From the hidden xmlread
documentation (visible if you open the file with edit xmlread):
% Advanced use:
% Note that FILENAME can also be an InputSource, File, or InputStream object
% DOMNODE = XMLREAD(FILENAME,...,P,...) where P is a DocumentBuilder object
% DOMNODE = XMLREAD(FILENAME,...,'-validating',...) will create a validating
% parser if one was not provided.
% DOMNODE = XMLREAD(FILENAME,...,ER,...) where ER is an EntityResolver will
% will set the EntityResolver before parsing
% DOMNODE = XMLREAD(FILENAME,...,EH,...) where EH is an ErrorHandler will
% will set the ErrorHandler before parsing
% [DOMNODE,P] = XMLREAD(FILENAME,...) will return a parser suitable for passing
% back to XMLREAD for future parses.
%
So this ends up looking something like this:
% Create the DocumentBuilder
builder = javax.xml.parsers.DocumentBuilderFactory.newInstance;
% Disable validation
builder.setFeature('http://apache.org/xml/features/nonvalidating/load-external-dtd', false);
% Read your file
xml = xmlread(filename, builder);
Keep in mind that this could potentially result in your file being parsed incorrectly.
Update
So looking into this a little closer, once we get past the DTD validation failing, the FEX xml2struct
doesn't handle the DOCTYPE entry in the XML correctly and tries to process it just like a normal node. You could modify the source of xml2struct
to detect this internally:
if node.getNodeType == node.DOCUMENT_TYPE_NODE
However, it would probably be easier to just remove all the DOCTYPEs for all of your XML files. The following script should be able to do this.
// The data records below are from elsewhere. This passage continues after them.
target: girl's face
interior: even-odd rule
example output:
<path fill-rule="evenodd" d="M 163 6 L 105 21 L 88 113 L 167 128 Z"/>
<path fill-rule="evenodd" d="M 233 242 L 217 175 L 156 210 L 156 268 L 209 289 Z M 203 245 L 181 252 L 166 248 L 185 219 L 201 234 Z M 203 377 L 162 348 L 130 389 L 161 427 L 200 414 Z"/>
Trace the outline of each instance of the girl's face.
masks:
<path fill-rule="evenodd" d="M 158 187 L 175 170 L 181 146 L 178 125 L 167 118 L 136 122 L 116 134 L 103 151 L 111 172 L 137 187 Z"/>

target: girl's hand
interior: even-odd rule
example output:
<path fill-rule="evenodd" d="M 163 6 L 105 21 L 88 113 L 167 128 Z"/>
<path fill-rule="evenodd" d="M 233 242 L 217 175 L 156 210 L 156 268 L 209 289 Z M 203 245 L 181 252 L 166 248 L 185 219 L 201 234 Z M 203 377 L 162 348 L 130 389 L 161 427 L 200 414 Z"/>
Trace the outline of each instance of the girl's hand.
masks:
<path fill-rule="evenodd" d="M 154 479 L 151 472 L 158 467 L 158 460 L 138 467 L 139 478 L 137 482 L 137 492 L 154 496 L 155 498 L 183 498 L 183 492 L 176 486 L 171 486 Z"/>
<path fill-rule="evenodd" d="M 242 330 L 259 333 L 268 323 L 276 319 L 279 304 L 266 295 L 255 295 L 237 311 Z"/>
folder = 'directory/where/all/files/live';
files = dir(fullfile(folder, '*.xml'));
for k = 1:numel(files)
filename = fullfile(folder, files(k).name);
fid = fopen(filename, 'rt');
content = fread(fid, '*char')';
fclose(fid);
newcontent = regexprep(content, '\n\s*?<!DOCTYPE.*?(?=\n)', '');
fout = fopen(filename, 'wt');
fwrite(fout, newcontent);
fclose(fout);
end